Evercore ISI raised its price target on C.H. Robinson Worldwide (NASDAQ:CHRW) to $219.00 from $196.00 and kept an Outperform rating on the logistics company. The firm pointed to continued market-share gains and productivity improvements in C.H. Robinson’s North American Surface Transportation (NAST) business as drivers behind recent margin expansion, despite freight market headwinds.

Shares of C.H. Robinson have traded near their 52-week high of $184.87 and, according to InvestingPro data cited by analysts, are up 74.5% over the last 12 months. The company reported fourth-quarter 2025 adjusted earnings per share of $1.23, surpassing Evercore’s $1.06 estimate and the average Street forecast of $1.12.

Evercore highlighted that the company’s implementation of Lean AI has coincided with a pattern of better-than-expected results: eight consecutive quarters of meaningful earnings beats, sustained NAST gross margin increases over the same period, and seven straight quarters of operating margin expansion. On a trailing-twelve-month basis, the firm reported diluted EPS of $4.94.

The research firm said management’s full-year 2026 EBIT guidance range remains intact at $964 million to $1.04 billion. In its modeling update, Evercore trimmed its 2026 EPS estimate slightly to $6.05 from $6.12 while nudging its 2027 estimate up to $7.30 from $7.27.

Evercore also noted that early January activity showed a carryover of trucking-market strength from December, a point the analyst team said supports the view that the company’s differentiated operating model can continue to unlock productivity gains through varying market cycles. The firm suggested that this potential is increasingly reflected in C.H. Robinson’s valuation multiple.

InvestingPro metrics cited in the discussion show that CHRW is trading at a price-to-earnings ratio of 37.4 and an EBITDA multiple of 26.4. Those high multiples lead InvestingPro to indicate the stock is trading above its Fair Value.

Additional broker commentary following C.H. Robinson’s fourth-quarter announcement underscored the mixed nature of the results. The company’s adjusted EPS of $1.23 also exceeded an alternate analysts’ expectation of $1.13, but revenue came in at $3.9 billion versus a consensus estimate of $3.98 billion.

Following the earnings release, BofA Securities raised its price target to $225 from $188 and maintained a Buy rating on the shares. BMO Capital raised its target to $180 from $160 and kept a Market Perform rating, pointing to productivity gains stemming from C.H. Robinson’s lean, technology-enabled operating model.

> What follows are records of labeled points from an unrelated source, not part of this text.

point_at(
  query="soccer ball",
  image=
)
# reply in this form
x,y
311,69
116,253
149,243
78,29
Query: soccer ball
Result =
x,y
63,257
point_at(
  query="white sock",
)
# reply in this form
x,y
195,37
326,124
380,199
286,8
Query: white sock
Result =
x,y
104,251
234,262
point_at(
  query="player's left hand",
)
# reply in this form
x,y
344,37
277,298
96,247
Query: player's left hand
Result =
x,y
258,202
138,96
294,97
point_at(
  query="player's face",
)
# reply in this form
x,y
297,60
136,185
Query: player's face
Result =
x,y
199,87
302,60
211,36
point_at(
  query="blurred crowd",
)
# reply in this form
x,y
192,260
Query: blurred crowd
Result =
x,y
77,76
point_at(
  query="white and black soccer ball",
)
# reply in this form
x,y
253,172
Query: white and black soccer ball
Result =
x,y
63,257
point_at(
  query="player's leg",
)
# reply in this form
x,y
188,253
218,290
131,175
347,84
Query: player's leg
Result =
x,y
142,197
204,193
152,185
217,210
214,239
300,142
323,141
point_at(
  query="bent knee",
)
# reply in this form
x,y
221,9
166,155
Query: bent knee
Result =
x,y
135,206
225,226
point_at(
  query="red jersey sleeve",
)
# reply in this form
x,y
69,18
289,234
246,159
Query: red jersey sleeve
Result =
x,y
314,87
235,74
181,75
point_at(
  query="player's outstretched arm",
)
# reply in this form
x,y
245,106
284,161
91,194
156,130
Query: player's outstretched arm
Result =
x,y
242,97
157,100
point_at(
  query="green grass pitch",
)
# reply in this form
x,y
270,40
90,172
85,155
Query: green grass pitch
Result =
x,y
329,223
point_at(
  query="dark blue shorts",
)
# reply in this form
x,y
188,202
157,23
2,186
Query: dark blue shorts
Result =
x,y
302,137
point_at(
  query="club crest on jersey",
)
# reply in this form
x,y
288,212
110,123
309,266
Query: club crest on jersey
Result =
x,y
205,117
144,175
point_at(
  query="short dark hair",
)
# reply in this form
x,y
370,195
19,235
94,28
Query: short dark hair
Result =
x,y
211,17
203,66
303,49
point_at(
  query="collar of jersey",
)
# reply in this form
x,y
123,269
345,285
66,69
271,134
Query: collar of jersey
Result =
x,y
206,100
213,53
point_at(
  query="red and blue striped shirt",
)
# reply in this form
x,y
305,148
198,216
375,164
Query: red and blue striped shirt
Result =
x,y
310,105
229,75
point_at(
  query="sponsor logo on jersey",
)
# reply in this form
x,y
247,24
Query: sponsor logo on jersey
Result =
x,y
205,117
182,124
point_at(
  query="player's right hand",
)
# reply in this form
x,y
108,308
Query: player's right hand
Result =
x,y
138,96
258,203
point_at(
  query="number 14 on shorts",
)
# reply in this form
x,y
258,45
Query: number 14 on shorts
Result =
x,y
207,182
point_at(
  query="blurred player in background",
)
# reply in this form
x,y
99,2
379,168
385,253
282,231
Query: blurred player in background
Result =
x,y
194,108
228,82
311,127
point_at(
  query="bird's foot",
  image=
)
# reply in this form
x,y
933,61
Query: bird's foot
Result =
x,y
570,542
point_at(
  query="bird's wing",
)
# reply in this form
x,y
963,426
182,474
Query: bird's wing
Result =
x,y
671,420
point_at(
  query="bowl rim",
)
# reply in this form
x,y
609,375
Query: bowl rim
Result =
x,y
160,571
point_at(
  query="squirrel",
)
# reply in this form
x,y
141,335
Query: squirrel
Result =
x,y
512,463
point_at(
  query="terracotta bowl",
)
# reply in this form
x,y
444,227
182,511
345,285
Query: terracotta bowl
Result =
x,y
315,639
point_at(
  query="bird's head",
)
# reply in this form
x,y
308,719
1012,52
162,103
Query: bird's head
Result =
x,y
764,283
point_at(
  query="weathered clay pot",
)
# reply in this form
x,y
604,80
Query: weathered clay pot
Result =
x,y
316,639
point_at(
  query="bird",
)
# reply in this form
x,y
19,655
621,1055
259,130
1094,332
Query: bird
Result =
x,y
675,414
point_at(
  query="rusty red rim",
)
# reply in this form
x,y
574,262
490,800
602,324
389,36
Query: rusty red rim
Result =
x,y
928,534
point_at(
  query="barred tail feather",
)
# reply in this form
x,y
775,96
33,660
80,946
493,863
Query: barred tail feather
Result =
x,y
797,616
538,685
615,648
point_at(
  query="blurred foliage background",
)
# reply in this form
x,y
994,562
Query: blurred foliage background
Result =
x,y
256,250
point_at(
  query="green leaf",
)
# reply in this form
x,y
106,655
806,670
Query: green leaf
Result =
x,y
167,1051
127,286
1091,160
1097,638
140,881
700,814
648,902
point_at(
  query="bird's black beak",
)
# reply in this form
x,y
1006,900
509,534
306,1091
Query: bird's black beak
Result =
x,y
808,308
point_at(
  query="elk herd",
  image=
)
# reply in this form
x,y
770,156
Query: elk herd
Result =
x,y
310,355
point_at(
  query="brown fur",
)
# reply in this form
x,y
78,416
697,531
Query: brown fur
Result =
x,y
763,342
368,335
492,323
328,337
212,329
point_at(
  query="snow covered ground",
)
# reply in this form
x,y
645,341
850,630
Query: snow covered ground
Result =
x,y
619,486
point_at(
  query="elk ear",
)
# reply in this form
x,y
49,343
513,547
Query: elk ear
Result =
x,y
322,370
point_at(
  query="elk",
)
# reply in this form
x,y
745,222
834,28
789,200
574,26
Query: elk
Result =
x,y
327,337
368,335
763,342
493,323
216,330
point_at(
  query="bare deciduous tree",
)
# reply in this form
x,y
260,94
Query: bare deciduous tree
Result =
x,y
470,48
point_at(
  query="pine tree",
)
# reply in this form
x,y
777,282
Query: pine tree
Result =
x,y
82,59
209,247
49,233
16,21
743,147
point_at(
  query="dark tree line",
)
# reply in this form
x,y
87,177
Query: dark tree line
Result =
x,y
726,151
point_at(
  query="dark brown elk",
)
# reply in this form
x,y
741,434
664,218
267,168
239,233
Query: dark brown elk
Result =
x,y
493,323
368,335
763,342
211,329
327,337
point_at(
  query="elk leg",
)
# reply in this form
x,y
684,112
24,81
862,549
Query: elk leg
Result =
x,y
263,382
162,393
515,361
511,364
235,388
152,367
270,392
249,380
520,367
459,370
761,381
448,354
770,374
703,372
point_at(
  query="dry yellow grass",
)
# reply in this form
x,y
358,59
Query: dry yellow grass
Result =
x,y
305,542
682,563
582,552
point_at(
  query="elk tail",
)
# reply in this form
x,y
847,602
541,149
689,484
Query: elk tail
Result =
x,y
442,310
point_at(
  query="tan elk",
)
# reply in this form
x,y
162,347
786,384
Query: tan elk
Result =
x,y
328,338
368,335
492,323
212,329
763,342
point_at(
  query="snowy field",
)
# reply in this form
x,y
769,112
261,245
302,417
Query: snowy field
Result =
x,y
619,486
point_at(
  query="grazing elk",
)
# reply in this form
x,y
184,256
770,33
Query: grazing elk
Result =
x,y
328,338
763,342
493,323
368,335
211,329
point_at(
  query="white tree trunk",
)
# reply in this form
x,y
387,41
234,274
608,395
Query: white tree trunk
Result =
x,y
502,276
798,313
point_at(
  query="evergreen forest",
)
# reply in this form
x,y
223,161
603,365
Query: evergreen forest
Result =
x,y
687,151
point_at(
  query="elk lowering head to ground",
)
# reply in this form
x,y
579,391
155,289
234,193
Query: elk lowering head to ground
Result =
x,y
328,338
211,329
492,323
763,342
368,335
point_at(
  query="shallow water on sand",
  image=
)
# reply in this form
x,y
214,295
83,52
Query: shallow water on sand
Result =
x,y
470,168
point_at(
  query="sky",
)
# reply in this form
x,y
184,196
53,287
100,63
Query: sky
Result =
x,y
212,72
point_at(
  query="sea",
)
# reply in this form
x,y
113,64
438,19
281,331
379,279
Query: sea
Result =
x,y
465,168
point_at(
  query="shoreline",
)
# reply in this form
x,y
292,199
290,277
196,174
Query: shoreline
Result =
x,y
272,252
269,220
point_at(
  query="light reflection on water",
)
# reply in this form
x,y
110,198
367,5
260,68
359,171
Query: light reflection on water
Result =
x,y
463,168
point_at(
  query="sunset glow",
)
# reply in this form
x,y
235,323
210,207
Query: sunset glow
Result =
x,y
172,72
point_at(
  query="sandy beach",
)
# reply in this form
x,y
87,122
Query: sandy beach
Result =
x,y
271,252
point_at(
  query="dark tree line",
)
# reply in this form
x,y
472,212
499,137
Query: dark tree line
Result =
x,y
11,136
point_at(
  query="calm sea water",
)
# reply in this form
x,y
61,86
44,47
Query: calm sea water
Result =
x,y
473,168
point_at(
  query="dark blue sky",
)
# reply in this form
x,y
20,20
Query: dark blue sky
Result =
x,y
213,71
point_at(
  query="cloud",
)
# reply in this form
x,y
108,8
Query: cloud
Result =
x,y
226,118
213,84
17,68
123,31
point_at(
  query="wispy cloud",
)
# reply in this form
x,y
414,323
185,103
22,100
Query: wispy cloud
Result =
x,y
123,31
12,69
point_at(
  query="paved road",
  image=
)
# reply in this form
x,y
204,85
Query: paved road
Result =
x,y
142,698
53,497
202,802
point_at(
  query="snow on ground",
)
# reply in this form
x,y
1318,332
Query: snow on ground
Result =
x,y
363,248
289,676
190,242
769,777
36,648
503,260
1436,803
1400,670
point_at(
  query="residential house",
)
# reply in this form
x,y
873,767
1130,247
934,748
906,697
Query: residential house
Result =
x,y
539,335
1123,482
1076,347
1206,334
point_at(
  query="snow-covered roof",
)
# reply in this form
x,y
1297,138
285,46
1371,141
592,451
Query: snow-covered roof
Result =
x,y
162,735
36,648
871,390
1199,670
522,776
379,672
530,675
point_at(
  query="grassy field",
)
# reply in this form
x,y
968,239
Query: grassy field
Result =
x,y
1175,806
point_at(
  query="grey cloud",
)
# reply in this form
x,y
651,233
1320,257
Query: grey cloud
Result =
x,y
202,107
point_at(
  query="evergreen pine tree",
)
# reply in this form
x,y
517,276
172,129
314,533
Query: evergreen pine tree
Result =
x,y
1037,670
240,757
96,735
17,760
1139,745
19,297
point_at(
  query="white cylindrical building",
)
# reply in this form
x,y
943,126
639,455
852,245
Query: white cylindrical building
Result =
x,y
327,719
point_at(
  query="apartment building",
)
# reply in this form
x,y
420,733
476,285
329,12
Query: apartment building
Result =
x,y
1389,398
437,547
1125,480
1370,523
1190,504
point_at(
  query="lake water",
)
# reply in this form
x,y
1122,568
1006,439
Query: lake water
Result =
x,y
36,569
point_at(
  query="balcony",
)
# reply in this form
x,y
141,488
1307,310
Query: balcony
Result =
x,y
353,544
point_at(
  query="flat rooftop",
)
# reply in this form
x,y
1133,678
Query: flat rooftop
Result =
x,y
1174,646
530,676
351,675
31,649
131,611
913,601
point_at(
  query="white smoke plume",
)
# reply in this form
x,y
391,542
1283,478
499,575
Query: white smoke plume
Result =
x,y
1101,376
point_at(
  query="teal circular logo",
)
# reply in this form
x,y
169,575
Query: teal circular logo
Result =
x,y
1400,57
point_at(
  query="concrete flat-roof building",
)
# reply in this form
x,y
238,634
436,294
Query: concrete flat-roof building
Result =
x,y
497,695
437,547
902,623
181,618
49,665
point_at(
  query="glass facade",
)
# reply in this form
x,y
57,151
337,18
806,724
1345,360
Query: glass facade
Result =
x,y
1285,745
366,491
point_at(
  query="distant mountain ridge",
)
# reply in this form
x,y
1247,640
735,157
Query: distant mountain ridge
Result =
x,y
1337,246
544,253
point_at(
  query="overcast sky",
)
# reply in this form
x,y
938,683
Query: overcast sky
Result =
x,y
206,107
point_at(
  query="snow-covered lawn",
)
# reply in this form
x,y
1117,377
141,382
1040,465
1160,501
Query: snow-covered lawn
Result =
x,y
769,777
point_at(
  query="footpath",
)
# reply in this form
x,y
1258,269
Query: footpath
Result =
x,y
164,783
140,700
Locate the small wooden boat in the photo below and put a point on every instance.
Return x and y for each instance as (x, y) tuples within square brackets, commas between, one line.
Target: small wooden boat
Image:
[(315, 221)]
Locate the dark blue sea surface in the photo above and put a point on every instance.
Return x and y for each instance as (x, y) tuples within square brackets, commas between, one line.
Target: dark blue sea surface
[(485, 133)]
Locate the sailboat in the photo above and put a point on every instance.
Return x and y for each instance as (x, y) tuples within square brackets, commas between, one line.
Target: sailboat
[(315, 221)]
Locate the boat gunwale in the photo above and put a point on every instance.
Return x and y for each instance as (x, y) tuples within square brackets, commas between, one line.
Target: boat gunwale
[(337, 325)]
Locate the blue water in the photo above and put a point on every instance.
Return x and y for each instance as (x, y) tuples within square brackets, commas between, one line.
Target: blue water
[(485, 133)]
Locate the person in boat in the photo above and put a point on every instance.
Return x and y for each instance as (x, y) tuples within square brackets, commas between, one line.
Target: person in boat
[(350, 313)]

While the string of earnings beats and margin gains point to operational efficiency, the revenue shortfall in the quarter adds a contrasting element to the firm’s financial picture. Evercore’s modest adjustment to near-term EPS assumptions, coupled with its reaffirmed EBIT guidance range, reflects that balance between improved margins and mixed top-line momentum.


Context for investors

  • Evercore’s revised price target and maintained Outperform rating emphasize expectations for continued margin gains from productivity initiatives.
  • Analyst model changes are modest: 2026 EPS lowered to $6.05 from $6.12; 2027 EPS raised to $7.30 from $7.27.
  • Other broker moves include BofA’s raise to $225 (Buy) and BMO’s raise to $180 (Market Perform), reflecting differing views on valuation and growth sustainability.

Bottom line

Evercore’s action highlights a company that is delivering consistent margin improvements and earnings outperformance, in part attributed to its Lean AI and productivity programs, while contending with a recent revenue miss. Elevated valuation multiples suggest the market is pricing future productivity gains into the stock, a dynamic that investors and analysts are weighing against near-term top-line variability.

Risks

  • Revenue shortfall in Q4 2025 relative to consensus, which could pressure top-line growth expectations - impacts the logistics and transportation sectors.
  • Elevated valuation multiples (P/E 37.4, EBITDA multiple 26.4) that suggest market expectations for continued productivity improvements may be priced in - impacts equity investors and valuation-sensitive sectors.
  • Dependence on continued trucking-market strength and productivity gains (Lean AI) to sustain margin expansion; weaker freight conditions could challenge operating performance - impacts freight, logistics, and supply-chain related markets.